The home-rule provisions, Kennard explained, allow charter cities to override state law with respect to “municipal affairs” that are not matters of “statewide concern.” In order to determine which side of the divide an issue falls on, she said, courts employ a four-part analysis—whether the issue actually is a municipal affair, whether it actually conflicts with state law, whether the matter is of statewide concern, and whether the state law is “reasonably related to...resolution” of that concern and “narrowly tailored” to avoid unnecessary interference in local governance.

Charleville, the justice said, expressly stated that payment of wages on municipal projects is a municipal affair, and that the state’s then-recent prevailing wage law conflicted with the city’s ordinance on the subject. Like the reservoir in that case, she said, “the wage levels of contract workers designing and constructing two city-operated fire houses do not appear to be a matter of ‘general state concern.’”

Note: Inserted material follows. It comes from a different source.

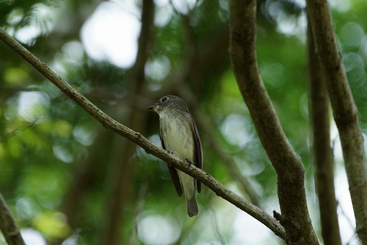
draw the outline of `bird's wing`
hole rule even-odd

She rejected the argument that structural changes in the California economy since the 1930s require a different result, noting that since the 1970s, prevailing wage levels are determined by the Department of Industrial Relations and are required to reflect regional, and not purely local, economies.

The argument misses the point, Kennard said, writing:

“[T]he question presented is whether the state can require a charter city to exercise its purchasing power in the construction market in a way that supports regional wages and subsidizes vocational training, while increasing the charter city’s costs. No one would doubt that the state could use its own resources to support the state’s construction industry, but can the state achieve these ends by interfering in the fiscal policies of charter cities? Autonomy with regard to the expenditure of public funds lies at the heart of what it means to be an independent governmental entity.”

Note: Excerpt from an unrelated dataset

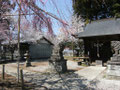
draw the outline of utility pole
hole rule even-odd
[[[19,0],[20,1],[20,0]],[[21,1],[19,3],[19,15],[18,15],[18,66],[17,66],[17,72],[18,72],[18,82],[19,82],[19,63],[20,63],[20,19],[21,19]]]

Kennard was joined by Chief Justice Tani Cantil-Sakauye and Justices Marvin Baxter, Ming Chin, and Carol Corrigan.

Justice Kathryn M. Werdegar dissented.

“The majority’s approach to this case is neither fair nor reasonable,” she wrote, saying her colleagues had made “a series of analytical missteps.” The decision “places unjustified weight on Vista’s fiscal interest in saving money on the construction of public buildings,” she said, “and relies on an outmoded Depression Era decision that interpreted a different law.”

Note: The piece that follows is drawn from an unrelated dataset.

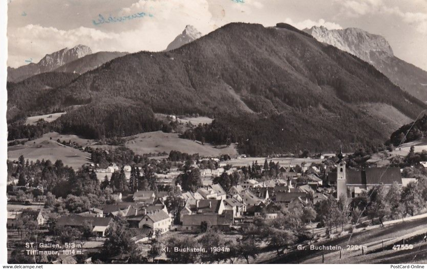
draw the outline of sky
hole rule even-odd
[[[187,25],[204,35],[244,22],[360,28],[384,36],[396,56],[427,70],[427,0],[7,0],[12,67],[79,44],[94,53],[158,51]],[[100,23],[100,15],[130,17]]]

The prevailing wage law, she declared, “supports the statewide economy” and should take precedence over local laws.

Justice Goodwin J. Liu joined Werdegar, and also wrote separately to argue that the decision “casts restraint aside and arbitrarily curtails the Legislature’s power” with respect to “legitimate policy goals,” and opens the door to future challenges to general laws, “no matter how strong the state’s interest or how slight the intrusion into the charter city’s treasury.”

The case is State Building and Construction Trades Council of California, AFL-CIO v. City of Vista, 12 S.O.S. 3253.